There’s no sugarcoating this one, Denver Broncos fans. It’s 1996 all over again.
This one stings.
The Broncos are not Super Bowl bound. The Broncos are not preparing to host an AFC Championship Game next week. The Broncos have one-and-blundered a playoff game and are one-and-done.
The Denver Broncos, 13-3, winners of 11 straight, and first seed in the AFC, are done. The Baltimore Ravens edged them in a double overtime game in the divisional playoffs. Let’s break it down.
1. Trindon Holliday. The specialist set two separate playoff records today with his punt and kick returns for touchdowns. Holliday, who had been struggling with ball security as the regular season reached its conclusion, proved to be the most dangerous weapon for the Broncos Saturday afternoon. Without his 14 points, this may have been a blowout loss.
2. Ronnie Hillman. Of all the people to carry this team on his back, who would have thought it would be this rookie? Another young player struggling with ball security near season’s end, Hillman rose to this playoff occasion, especially in the second half.

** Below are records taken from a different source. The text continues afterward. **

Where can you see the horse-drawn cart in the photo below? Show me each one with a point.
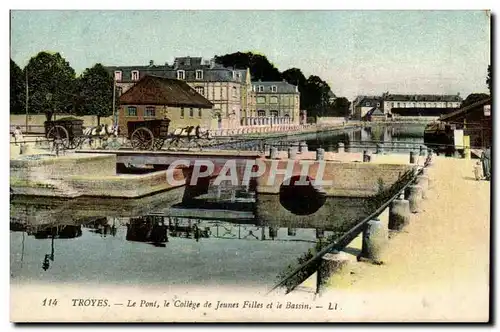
(67, 132)
(148, 134)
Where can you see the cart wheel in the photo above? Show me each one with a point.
(159, 143)
(142, 139)
(58, 135)
(74, 143)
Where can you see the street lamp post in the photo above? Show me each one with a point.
(48, 97)
(114, 101)
(27, 99)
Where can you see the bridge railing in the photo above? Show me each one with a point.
(385, 198)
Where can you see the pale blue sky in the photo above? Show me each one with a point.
(356, 52)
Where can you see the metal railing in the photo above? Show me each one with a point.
(341, 242)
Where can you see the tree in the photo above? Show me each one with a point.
(488, 78)
(95, 91)
(474, 97)
(313, 90)
(17, 89)
(50, 84)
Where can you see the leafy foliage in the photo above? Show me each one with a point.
(340, 107)
(51, 84)
(95, 92)
(488, 78)
(17, 89)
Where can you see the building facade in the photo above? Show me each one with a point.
(400, 105)
(229, 90)
(476, 122)
(154, 97)
(396, 105)
(274, 103)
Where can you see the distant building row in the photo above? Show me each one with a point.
(399, 105)
(236, 99)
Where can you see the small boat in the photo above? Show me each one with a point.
(439, 137)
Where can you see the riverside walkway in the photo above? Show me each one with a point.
(437, 269)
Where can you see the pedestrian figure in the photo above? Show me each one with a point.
(477, 171)
(18, 135)
(486, 161)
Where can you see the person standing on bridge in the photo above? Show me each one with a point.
(486, 161)
(18, 135)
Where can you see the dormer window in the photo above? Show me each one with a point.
(199, 74)
(135, 75)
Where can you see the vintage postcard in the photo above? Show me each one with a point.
(250, 166)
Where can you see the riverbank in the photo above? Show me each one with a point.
(437, 269)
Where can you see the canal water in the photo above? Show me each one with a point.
(397, 139)
(217, 238)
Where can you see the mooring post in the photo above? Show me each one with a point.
(341, 148)
(303, 147)
(425, 171)
(423, 181)
(273, 152)
(366, 156)
(320, 154)
(320, 233)
(399, 214)
(415, 198)
(273, 232)
(422, 150)
(375, 238)
(412, 157)
(331, 263)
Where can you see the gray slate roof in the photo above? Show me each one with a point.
(211, 73)
(281, 87)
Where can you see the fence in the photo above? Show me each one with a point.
(307, 268)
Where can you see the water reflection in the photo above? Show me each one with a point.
(174, 243)
(222, 235)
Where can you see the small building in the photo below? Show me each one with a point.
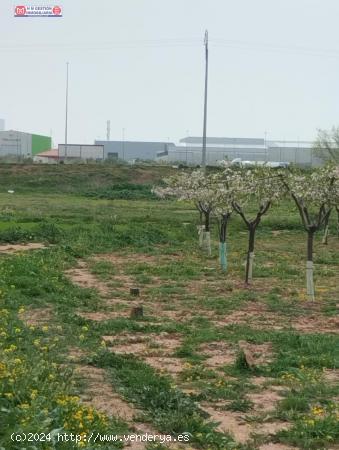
(133, 150)
(189, 151)
(48, 157)
(23, 145)
(81, 151)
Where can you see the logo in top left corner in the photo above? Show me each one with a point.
(20, 10)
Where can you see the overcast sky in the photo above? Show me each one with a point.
(274, 67)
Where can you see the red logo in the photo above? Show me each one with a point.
(57, 10)
(20, 10)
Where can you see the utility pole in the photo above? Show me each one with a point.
(203, 161)
(123, 143)
(66, 118)
(108, 134)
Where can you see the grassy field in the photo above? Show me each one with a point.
(234, 367)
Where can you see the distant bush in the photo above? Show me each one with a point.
(15, 234)
(124, 191)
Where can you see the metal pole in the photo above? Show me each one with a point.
(123, 143)
(66, 118)
(108, 135)
(203, 161)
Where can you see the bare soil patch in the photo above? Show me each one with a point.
(332, 375)
(271, 446)
(218, 354)
(256, 354)
(316, 324)
(37, 317)
(163, 344)
(236, 424)
(254, 314)
(168, 364)
(75, 354)
(14, 248)
(155, 350)
(230, 422)
(265, 401)
(121, 259)
(82, 277)
(99, 394)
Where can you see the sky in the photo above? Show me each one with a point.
(273, 68)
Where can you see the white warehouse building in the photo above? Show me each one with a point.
(189, 151)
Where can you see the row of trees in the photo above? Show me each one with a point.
(250, 194)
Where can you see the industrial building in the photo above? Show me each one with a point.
(81, 151)
(189, 151)
(129, 150)
(22, 145)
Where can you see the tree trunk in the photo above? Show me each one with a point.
(201, 232)
(222, 243)
(250, 254)
(207, 235)
(309, 266)
(326, 231)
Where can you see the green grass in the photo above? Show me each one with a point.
(53, 205)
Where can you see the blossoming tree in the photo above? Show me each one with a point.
(223, 184)
(198, 188)
(254, 189)
(315, 194)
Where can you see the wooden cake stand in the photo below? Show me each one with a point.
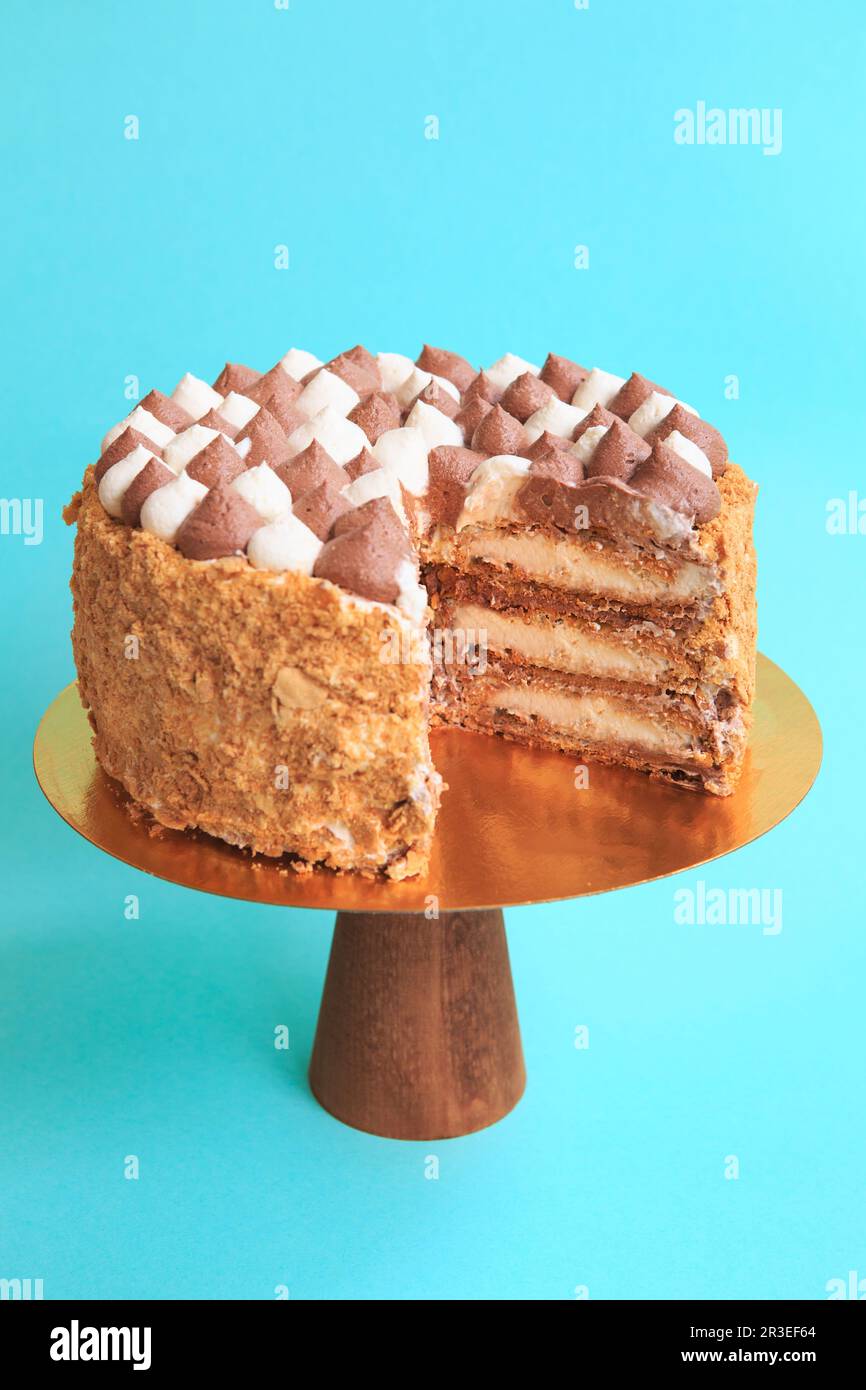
(417, 1032)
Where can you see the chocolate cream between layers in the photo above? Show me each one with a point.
(601, 602)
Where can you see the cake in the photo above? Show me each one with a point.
(282, 580)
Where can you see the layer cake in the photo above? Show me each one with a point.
(284, 578)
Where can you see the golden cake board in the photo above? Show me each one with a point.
(431, 983)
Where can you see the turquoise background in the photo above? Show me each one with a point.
(154, 1037)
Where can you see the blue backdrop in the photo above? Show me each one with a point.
(309, 127)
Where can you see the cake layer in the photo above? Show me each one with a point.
(605, 722)
(563, 644)
(624, 574)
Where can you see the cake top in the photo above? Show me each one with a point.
(334, 467)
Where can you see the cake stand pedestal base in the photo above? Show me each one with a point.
(417, 1033)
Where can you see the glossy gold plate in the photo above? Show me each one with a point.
(513, 826)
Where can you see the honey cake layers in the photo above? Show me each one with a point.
(253, 641)
(594, 576)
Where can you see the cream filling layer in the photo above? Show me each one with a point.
(598, 717)
(570, 565)
(559, 645)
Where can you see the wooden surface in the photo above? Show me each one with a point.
(417, 1033)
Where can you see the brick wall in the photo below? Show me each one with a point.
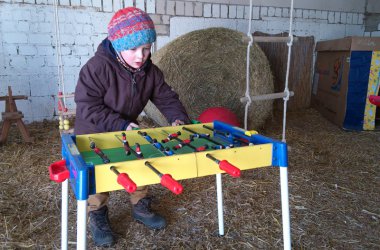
(28, 41)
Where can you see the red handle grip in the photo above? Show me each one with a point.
(229, 168)
(171, 184)
(124, 180)
(58, 171)
(202, 148)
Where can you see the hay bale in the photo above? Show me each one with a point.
(207, 68)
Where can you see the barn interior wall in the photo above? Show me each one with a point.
(28, 56)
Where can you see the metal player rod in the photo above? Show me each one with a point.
(267, 96)
(204, 137)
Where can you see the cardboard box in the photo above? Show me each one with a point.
(342, 81)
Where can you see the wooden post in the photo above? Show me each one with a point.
(12, 115)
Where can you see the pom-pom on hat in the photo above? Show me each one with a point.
(130, 28)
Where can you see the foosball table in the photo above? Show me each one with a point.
(105, 162)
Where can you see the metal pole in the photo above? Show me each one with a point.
(81, 224)
(219, 192)
(285, 207)
(64, 214)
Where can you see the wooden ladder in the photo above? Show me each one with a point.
(12, 115)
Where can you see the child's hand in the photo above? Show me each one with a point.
(132, 126)
(177, 123)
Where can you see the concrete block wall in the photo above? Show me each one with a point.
(28, 55)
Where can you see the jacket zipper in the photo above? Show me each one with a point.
(134, 85)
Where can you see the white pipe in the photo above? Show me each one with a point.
(219, 193)
(81, 224)
(64, 215)
(285, 207)
(268, 96)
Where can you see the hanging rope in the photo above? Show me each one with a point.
(61, 84)
(286, 90)
(286, 93)
(247, 95)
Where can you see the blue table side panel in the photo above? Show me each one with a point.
(79, 170)
(360, 63)
(280, 150)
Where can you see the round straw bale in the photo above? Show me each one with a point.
(207, 68)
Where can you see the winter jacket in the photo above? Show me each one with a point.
(108, 96)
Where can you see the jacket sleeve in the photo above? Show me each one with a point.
(167, 101)
(89, 98)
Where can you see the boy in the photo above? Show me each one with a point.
(113, 88)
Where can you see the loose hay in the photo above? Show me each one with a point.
(207, 68)
(333, 185)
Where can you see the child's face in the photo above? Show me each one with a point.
(136, 57)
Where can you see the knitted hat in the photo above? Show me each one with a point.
(130, 28)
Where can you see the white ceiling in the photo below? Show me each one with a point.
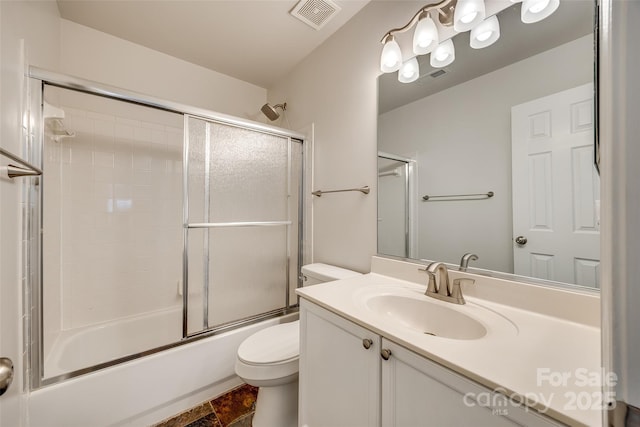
(257, 41)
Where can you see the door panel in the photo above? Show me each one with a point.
(556, 189)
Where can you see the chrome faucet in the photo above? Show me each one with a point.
(439, 286)
(464, 261)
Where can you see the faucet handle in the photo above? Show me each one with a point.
(463, 281)
(456, 291)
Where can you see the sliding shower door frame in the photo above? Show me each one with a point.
(288, 223)
(33, 289)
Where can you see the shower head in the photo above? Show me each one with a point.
(270, 110)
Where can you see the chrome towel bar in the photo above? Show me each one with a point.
(363, 190)
(451, 197)
(16, 171)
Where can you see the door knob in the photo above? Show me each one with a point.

3. Wesley Woodyard. He balled out. Woodyard seemed to be on a different level today. It felt like half of his defensive teammates were choking with nervousness while Woodyard rose to the occasion. He gave his all, every single play.
1. The officiating. Can we have the replacement refs back now? This was the most atrociously called game I have seen in some time. Phantom PI’s called against the Broncos, extending Ravens drives. No flag for real PI’s against the Ravens, resulting in at least one Peyton Manning interception. Terrible delays in the game as of the officiating crew struggled to communicate with each other and to the fans. A complete blind eye to the holds against Elvis Dumervil. Questionable play reviews, and a clear favoritism toward the traveling underdogs.
2. The offensive playcalling. All week leading up to the game, media had been praising the chemistry of Peyton Manning to his receivers Eric Decker and Demaryius Thomas. Yet, when game time came, it felt like the Broncos had forgotten that connection altogether. The Broncos were conservative — painfully so — and never went for the Ravens’ jugular, despite having a lead most of the game. They ran and dumped off and ran and ran again, when this season had been built on the arm of Peyton Manning. With three minutes to play and one first down to go from a victory, the team should have relied on Manning’s arm at least once, rather than running on every down to eliminate 30 more seconds of clock time. They should have been bold. They should have been aggressive. They should have let Peyton win the game.
3. The defensive execution. If it wasn’t for the big plays the defense allowed, the Broncos would be preparing for the final round of the playoffs next Sunday. The Broncos failed to consistently pressure Joe Flacco. The secondary allowed receivers to get behind them, leading to touchdowns. Ray Rice broke into the backfield and proved too slippery to take down right away. Few defensive players played with any consistency Saturday. It was a blight on an otherwise successful season.
1. Rahim Moore. Mark Kiszla of The Denver Post is already calling it the worst play in franchise history. It’s hard to come up with something worse. All Moore had to do was the one and first job of every safety in the NFL — not let the wide receiver behind him. Instead, Moore did, and even when Joe Flacco‘s Hail Mary pass hung in the air, Moore tried to backpedal to make a play instead of sprinting to get in coverage, an egregious error that led to the tying score with just over 30 seconds left in the game. The Broncos and Ravens had no business going into overtime — basic defensive fundamentals would have prevented that.
2. Champ Bailey Champ remains one of the most consistent, hard-to-beat cornerbacks in the NFL, despite his age, but Saturday was an exception. Champ was beaten, plain and simple, and it was difficult to watch.
3. Peyton Manning.. The throw across his body that was intercepted to end the game. After so many years and so many throws in this league, it’s hard to accept that that throw was his last of the 2012 season. Manning needs to stop trying so hard to make a play in the playoffs, and let his team naturally rise up to make plays for him. He needs to talk to John Elway. More.
It was a great year boys — a great year until Saturday’s terrible ending, wiping out a successful season. This won’t be remembered for the 11 straight wins, it will be remembered for the heartbreaking loss. 2012 is 1996 all over again.
Hopefully the sting of this year has the same effect on this coming team as it did then. Go Broncos, 2013.